About Me

I am a native Californian and lifelong resident of the Bay Area. My early curiosity about people — their inner lives, emotional experiences, and the ways early relationships shape who we become — led me to pursue a lifelong study in psychoanalytic psychotherapy, culminating in psychoanalytic training. This interest is intellectual and personal, arising from my own efforts to understand the complexities of my early environment and the human condition.

I 1980 began my studies in psychology at Mills College, a women's college in Oakland, CA, where I earned my undergraduate degree. I received my doctorate in 1994 in clinical psychology from the California School of Professional Psychology in Alameda, with clinical training in settings that highlighted my interest in the connection between emotional life and the body, including oncology, substance-abuse treatment, community mental health, and a medical center. These experiences deepened my appreciation for how unconscious processes and early emotional and relational experiences intersect with life's circumstances to influence our capacity to cope, relate, and thrive.

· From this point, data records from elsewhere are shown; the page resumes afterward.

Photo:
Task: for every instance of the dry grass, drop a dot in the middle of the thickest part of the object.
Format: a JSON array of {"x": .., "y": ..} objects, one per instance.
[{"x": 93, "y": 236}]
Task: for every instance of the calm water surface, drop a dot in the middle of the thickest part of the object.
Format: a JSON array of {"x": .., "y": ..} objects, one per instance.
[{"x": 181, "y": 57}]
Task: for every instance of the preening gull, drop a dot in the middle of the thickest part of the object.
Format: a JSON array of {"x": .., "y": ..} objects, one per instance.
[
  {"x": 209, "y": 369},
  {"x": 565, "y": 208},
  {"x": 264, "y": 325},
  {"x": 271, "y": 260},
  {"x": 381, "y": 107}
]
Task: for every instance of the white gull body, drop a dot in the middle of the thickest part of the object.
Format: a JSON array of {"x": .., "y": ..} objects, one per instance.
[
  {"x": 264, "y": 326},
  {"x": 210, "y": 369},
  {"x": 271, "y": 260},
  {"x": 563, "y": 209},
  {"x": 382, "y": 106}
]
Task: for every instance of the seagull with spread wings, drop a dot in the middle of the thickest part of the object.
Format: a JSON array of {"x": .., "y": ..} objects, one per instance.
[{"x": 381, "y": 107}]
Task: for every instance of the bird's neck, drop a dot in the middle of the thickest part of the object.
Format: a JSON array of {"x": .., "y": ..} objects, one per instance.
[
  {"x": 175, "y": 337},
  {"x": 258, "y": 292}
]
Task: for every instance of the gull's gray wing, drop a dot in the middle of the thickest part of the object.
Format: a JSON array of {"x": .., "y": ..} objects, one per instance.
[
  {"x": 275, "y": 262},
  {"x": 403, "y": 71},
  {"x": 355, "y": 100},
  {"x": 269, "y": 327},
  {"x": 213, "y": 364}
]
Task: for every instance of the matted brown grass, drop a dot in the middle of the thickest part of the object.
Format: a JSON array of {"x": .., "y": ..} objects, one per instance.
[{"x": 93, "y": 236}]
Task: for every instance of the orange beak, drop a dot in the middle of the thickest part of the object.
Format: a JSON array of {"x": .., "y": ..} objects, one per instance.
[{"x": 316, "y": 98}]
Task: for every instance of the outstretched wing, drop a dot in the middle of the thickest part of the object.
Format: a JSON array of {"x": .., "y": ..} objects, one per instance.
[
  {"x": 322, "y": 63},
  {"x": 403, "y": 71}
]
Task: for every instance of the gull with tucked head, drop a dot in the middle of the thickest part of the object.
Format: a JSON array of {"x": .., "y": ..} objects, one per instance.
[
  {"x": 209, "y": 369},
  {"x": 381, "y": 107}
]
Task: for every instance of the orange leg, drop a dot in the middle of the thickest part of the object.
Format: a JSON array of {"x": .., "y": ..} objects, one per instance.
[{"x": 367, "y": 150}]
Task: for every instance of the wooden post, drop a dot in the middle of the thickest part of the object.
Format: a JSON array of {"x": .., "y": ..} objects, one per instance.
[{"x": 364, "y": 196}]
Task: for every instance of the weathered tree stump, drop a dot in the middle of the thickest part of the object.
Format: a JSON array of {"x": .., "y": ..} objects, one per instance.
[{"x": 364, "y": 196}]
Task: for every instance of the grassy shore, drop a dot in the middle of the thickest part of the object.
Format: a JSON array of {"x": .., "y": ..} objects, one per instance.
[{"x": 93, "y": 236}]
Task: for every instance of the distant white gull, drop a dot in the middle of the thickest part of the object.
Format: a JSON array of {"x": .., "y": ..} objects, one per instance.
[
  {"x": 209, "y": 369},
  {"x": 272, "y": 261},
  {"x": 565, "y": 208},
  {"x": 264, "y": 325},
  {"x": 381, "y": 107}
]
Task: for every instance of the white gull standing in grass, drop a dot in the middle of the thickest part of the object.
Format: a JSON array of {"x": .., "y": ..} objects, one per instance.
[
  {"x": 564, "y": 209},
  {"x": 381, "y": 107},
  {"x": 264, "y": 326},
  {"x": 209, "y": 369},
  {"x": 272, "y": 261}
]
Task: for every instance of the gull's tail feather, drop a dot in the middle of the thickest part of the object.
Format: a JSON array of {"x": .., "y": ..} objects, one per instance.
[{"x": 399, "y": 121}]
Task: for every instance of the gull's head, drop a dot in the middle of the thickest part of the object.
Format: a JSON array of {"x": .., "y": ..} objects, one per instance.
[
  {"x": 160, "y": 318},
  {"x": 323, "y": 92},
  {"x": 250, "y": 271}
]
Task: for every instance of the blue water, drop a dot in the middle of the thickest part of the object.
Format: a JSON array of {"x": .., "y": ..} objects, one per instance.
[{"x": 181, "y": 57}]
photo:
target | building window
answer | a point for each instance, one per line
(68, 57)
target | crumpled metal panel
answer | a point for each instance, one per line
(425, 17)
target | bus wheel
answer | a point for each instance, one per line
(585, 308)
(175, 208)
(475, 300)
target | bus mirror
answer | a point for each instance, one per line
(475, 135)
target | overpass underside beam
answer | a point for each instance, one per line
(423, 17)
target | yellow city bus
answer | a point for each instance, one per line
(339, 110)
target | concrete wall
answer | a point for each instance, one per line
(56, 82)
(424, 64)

I was licensed in California in 1996 (Psy14852). Some years after completing my doctorate and beginning private practice, I continued advanced training with The Masterson Institute between 2001 - 2004, focusing on the psychoanalytic treatment of personality disorders and disorders of the self. Following completion of the program, I joined the Institute's faculty, where I taught and supervised clinicians interested in deepening their clinical experience. Additionally, I served on the Board of the Alameda County Psychological Association for several years, including two terms as President.

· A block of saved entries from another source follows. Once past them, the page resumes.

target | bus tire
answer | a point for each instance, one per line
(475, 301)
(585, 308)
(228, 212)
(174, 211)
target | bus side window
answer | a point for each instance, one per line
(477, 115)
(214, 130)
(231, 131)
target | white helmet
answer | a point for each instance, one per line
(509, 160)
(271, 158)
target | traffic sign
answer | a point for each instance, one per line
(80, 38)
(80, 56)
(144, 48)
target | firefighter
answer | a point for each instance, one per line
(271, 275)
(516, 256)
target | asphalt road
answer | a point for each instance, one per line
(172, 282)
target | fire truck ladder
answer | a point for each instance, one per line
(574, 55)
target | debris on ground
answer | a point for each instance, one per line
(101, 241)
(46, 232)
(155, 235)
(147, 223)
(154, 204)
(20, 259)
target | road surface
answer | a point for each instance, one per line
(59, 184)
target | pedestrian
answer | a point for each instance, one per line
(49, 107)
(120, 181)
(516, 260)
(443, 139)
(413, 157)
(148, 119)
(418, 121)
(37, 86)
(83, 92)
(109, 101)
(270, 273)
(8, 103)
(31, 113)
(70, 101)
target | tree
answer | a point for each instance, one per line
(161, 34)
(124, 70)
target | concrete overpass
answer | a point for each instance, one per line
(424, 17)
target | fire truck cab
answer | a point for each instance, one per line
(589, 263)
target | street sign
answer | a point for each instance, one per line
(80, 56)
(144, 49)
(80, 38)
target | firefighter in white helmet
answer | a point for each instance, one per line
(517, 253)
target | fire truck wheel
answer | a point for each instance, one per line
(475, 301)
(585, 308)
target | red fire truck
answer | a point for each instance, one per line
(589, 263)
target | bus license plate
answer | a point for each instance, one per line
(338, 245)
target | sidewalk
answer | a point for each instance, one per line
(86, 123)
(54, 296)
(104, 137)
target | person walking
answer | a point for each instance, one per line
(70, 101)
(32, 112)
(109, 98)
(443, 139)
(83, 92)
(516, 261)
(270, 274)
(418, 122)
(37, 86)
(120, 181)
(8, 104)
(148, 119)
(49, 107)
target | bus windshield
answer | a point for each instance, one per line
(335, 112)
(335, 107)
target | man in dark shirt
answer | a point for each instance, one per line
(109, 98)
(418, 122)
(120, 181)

Two decades into my career as a psychoanalytic psychotherapist I began psychoanalytic training at San Francisco Center for Psychanalysis. This four-year intensive training has had a profound impact on my work and me, personally. Whether I am seeing someone for psychotherapy or psychoanalysis, my analytic training opened a greater understanding of human suffering and ways of working with the struggles of human existence on a deeper level.

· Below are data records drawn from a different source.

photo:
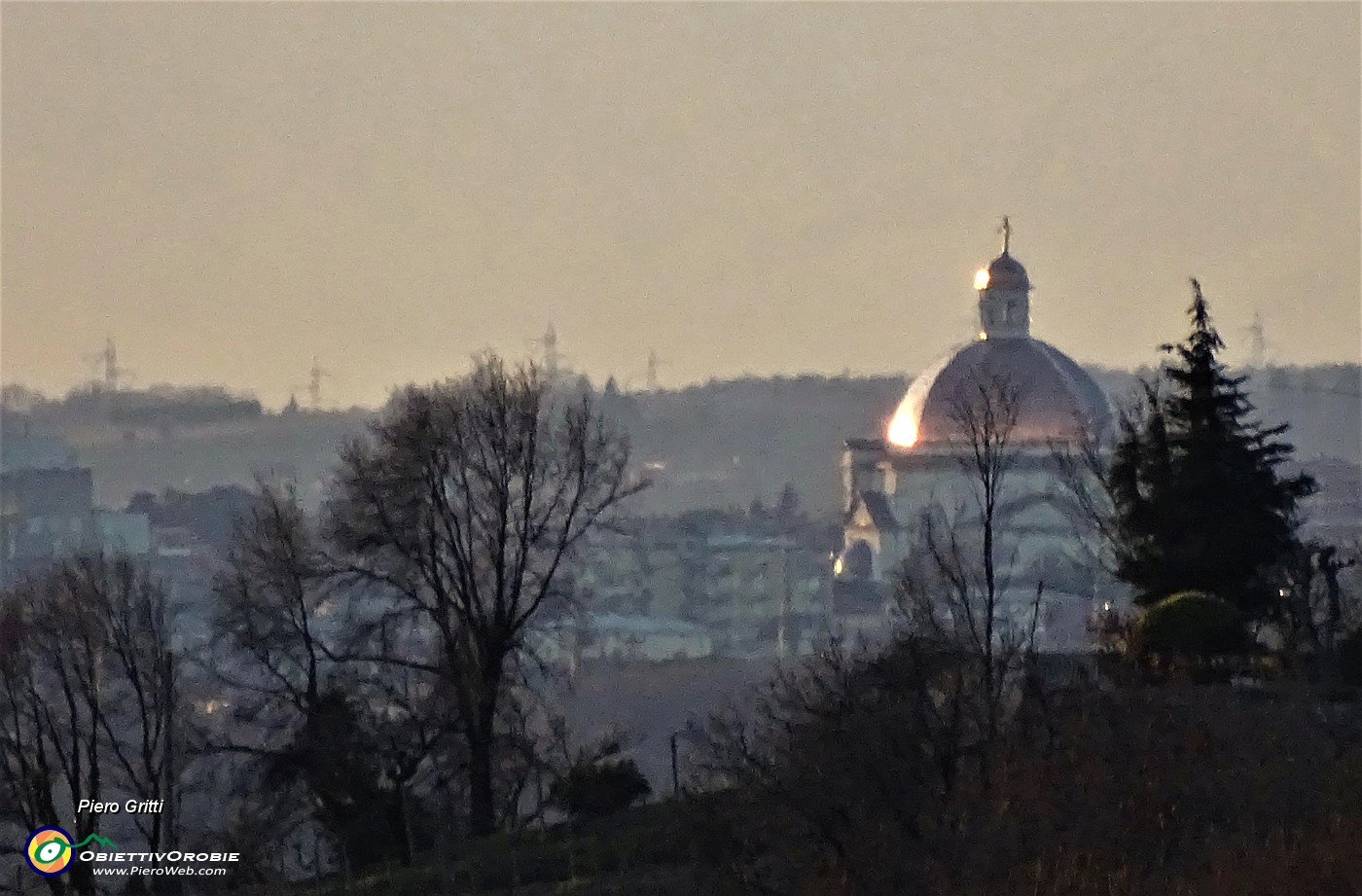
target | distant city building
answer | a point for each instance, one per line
(918, 473)
(47, 510)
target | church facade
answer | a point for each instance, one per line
(1004, 397)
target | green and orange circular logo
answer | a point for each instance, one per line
(50, 851)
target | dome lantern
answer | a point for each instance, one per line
(1004, 295)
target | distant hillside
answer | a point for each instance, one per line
(717, 445)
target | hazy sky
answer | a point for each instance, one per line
(231, 190)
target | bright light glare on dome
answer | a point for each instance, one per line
(903, 429)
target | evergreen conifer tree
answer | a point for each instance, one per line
(1201, 501)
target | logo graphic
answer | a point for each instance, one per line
(50, 850)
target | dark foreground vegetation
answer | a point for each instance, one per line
(371, 712)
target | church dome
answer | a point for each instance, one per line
(1056, 399)
(1007, 272)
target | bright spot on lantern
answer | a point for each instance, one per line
(903, 428)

In my full-time private practice, I work with adults dealing with depression, anxiety, trauma, addictions, relationship struggles, and long-standing patterns that interfere with loving and living fully. My approach is grounded in contemporary psychoanalytic thinking, which is to say that I look closely at the ways early experience, internalized relationships, and unconscious dynamics shape present-day life. Through the process of therapy/analysis therapeutic relationship, we explore these patterns together as they emerge, making room for new ways of feeling, relating, and being.

My goal is to help individuals develop a more coherent, flexible, and authentic sense of self — one that allows for deeper connections internally and externally, greater freedom, and a richer, more meaningful engagement with life.